Federal prosecutors have introduced a new twist in the Jan. 6 investigation by suggesting in a target letter that they could charge former President Donald J. Trump with violating a civil rights statute that dates back to the post-Civil War Reconstruction era, according to three people familiar with the matter.
The letter to Mr. Trump from the special counsel, Jack Smith, referred to three criminal statutes as part of the grand jury investigation into Mr.
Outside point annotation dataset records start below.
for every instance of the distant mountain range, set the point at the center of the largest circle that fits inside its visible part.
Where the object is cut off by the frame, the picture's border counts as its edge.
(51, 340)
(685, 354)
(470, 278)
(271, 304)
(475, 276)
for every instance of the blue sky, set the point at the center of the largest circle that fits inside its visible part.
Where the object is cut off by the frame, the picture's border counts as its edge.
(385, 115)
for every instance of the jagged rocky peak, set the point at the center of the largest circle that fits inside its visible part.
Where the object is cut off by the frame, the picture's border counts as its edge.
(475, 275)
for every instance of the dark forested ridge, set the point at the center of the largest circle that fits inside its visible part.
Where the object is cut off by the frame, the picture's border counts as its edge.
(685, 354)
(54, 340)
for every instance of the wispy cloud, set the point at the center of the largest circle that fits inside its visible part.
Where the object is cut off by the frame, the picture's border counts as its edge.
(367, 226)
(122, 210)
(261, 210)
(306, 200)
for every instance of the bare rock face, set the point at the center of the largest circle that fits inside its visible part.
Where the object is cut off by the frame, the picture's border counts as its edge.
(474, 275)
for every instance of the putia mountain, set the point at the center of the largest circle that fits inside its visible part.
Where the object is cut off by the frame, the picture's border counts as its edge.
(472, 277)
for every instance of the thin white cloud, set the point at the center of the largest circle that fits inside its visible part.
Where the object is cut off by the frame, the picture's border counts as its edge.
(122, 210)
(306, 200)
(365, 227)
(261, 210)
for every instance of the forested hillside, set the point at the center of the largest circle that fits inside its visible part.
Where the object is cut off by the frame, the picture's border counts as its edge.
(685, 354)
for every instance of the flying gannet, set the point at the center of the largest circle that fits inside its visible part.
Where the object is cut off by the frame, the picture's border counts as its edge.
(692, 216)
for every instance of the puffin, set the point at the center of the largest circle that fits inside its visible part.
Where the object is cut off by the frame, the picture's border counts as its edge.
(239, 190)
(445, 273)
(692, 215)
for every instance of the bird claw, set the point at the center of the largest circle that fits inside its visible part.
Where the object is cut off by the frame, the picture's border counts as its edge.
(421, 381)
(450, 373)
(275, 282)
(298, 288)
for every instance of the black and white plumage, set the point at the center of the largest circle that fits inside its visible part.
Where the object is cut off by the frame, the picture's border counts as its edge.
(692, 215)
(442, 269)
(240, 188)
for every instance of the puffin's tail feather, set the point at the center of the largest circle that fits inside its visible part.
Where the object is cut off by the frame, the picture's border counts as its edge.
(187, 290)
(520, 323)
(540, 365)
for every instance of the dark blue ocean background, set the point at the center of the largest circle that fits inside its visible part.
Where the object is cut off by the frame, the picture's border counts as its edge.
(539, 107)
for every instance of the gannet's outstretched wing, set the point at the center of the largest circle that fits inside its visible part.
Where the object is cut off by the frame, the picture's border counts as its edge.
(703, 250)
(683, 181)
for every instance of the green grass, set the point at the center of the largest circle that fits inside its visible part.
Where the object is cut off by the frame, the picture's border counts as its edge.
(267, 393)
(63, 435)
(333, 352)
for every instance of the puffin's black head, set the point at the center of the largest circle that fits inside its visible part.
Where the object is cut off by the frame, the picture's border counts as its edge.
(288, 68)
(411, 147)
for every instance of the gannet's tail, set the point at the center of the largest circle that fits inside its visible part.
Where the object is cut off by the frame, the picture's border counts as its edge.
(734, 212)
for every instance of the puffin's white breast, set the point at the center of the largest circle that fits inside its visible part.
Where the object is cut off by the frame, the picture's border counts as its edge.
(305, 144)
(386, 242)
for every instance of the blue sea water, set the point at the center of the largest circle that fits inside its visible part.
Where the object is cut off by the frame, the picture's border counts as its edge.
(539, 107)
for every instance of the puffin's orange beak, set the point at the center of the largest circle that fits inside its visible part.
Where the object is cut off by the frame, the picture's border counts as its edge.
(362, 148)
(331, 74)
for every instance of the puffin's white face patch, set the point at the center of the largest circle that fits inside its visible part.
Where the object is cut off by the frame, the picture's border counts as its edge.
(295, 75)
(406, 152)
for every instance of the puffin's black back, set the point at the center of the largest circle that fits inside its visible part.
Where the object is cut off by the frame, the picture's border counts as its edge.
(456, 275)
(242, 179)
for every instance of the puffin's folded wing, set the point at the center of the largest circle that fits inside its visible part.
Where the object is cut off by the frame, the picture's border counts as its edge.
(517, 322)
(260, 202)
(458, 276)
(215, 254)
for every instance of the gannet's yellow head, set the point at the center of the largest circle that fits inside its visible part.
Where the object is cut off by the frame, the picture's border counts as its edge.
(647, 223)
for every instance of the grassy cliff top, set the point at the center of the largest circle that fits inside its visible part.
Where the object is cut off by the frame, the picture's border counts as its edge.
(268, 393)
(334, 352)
Trump’s efforts to reverse his 2020 election loss, according to two people with knowledge of its contents.
Two of the statutes were familiar from the criminal referral by the House Jan. 6 committee and months of discussion by legal experts: conspiracy to defraud the government and obstruction of an official proceeding.
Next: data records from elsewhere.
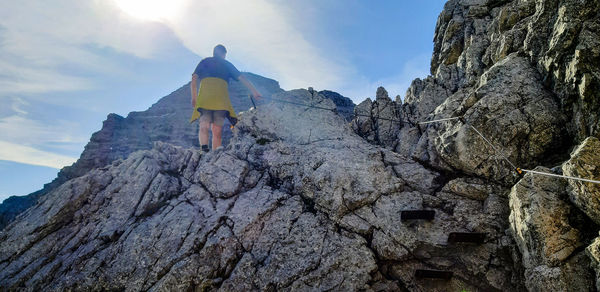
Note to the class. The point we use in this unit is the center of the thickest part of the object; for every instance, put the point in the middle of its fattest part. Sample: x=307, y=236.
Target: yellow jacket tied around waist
x=213, y=95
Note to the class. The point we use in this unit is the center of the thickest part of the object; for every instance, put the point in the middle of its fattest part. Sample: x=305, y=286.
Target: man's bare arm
x=250, y=87
x=194, y=88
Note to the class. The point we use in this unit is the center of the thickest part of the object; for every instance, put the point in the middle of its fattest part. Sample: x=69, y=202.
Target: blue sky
x=66, y=64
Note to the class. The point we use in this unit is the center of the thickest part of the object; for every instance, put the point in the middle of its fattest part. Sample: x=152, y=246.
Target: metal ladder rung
x=470, y=237
x=417, y=214
x=435, y=274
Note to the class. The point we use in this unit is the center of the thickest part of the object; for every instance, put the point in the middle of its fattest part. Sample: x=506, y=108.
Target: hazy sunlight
x=154, y=10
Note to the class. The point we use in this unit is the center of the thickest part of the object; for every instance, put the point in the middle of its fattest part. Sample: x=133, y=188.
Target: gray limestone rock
x=585, y=163
x=312, y=206
x=550, y=246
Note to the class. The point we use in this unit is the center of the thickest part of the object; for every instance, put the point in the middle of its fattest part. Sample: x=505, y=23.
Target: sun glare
x=155, y=10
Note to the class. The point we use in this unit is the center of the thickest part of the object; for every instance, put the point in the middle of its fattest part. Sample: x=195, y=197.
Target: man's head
x=219, y=51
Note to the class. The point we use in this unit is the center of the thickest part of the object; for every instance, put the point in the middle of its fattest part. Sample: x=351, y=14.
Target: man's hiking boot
x=205, y=148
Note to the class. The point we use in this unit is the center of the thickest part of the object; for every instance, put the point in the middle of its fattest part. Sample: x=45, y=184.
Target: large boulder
x=540, y=222
x=296, y=201
x=585, y=163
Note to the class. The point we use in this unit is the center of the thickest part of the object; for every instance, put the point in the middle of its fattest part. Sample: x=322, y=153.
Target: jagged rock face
x=585, y=163
x=560, y=37
x=296, y=201
x=524, y=74
x=345, y=106
x=165, y=121
x=551, y=248
x=378, y=121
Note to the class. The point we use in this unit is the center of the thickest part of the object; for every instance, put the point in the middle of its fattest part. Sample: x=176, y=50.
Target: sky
x=66, y=64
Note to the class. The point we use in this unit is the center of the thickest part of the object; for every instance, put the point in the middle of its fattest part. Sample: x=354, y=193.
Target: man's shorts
x=216, y=117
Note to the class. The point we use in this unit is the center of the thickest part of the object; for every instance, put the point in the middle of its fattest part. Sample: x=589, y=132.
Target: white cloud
x=29, y=155
x=23, y=131
x=363, y=88
x=257, y=35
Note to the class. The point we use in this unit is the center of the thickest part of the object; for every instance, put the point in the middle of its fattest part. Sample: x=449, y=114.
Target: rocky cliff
x=300, y=199
x=166, y=121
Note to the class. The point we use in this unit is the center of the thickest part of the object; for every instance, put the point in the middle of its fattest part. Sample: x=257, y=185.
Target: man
x=212, y=103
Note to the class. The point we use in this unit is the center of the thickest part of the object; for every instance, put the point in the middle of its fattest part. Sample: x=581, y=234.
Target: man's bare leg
x=217, y=133
x=203, y=132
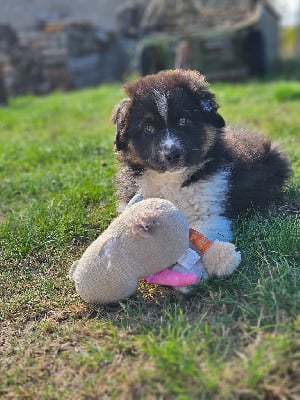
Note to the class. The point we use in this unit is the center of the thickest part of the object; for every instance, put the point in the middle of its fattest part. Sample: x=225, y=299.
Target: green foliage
x=231, y=338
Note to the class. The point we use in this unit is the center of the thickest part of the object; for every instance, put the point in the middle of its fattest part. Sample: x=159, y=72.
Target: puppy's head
x=169, y=121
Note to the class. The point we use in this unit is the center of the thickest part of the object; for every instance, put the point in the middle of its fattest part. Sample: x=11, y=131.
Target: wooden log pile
x=62, y=55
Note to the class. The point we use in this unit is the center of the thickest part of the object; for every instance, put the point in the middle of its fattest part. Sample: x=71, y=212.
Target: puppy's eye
x=183, y=121
x=149, y=129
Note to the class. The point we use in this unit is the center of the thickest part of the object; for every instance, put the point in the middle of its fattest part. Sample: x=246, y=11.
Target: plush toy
x=146, y=238
x=145, y=241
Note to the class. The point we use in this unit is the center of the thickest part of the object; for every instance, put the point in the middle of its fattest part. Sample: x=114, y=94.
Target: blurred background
x=68, y=44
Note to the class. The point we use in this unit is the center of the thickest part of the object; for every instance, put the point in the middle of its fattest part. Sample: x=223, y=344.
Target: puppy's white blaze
x=161, y=101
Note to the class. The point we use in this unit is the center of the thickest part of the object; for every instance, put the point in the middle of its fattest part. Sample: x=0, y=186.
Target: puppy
x=172, y=143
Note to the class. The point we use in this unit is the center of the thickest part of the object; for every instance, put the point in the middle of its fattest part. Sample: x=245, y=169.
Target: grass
x=234, y=338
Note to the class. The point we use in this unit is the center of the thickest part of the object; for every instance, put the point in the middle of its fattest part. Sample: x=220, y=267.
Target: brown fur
x=258, y=170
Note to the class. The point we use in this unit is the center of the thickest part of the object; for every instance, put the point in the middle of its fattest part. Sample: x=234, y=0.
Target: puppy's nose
x=171, y=153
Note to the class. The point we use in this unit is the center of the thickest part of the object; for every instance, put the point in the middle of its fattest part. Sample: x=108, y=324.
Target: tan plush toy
x=151, y=240
x=146, y=238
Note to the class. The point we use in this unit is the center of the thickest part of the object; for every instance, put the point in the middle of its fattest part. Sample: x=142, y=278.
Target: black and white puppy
x=172, y=143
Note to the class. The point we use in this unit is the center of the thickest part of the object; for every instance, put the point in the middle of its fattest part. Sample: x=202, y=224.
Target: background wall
x=23, y=13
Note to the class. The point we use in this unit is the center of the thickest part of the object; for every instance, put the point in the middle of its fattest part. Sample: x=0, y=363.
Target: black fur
x=205, y=145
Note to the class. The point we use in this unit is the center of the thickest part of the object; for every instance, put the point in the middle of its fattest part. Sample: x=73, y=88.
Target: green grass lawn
x=234, y=338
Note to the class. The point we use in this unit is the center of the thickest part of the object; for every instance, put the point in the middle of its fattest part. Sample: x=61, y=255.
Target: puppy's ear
x=119, y=118
x=209, y=108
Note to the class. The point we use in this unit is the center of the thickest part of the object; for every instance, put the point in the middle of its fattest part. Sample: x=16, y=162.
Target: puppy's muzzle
x=171, y=154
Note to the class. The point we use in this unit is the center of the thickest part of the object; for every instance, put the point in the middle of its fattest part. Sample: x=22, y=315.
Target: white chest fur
x=202, y=202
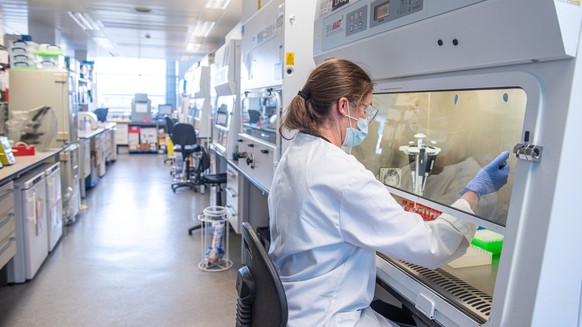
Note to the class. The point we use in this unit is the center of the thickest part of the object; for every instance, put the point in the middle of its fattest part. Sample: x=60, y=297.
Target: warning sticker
x=290, y=58
x=572, y=2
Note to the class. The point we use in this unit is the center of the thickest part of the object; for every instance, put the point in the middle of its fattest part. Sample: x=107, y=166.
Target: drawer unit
x=232, y=198
x=7, y=224
x=7, y=249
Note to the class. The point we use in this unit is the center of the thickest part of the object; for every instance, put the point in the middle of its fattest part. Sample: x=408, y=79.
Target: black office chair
x=184, y=138
x=201, y=178
x=170, y=123
x=261, y=297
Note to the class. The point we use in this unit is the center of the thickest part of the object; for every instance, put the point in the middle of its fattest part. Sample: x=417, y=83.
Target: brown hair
x=327, y=83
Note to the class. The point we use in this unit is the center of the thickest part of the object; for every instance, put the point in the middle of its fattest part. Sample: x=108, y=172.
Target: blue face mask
x=353, y=136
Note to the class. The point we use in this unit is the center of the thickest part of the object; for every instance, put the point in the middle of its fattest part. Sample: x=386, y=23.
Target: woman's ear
x=342, y=106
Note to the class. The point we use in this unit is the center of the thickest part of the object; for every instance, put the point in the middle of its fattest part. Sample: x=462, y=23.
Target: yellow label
x=290, y=58
x=572, y=2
But the third criminal law cited in the letter was a surprise: Section 241 of Title 18 of the United States Code, which makes it a crime for people to “conspire to injure, oppress, threaten, or intimidate any person” in the “free exercise or enjoyment of any right or privilege secured to him by the Constitution or laws of the United States.”Congress enacted that statute after the Civil War to provide a tool for federal agents to go after Southern whites, including Ku Klux Klan members, who engaged in terrorism to prevent formerly enslaved African Americans from voting.
But in the modern era, it has been used more broadly, including in cases of voting fraud conspiracies.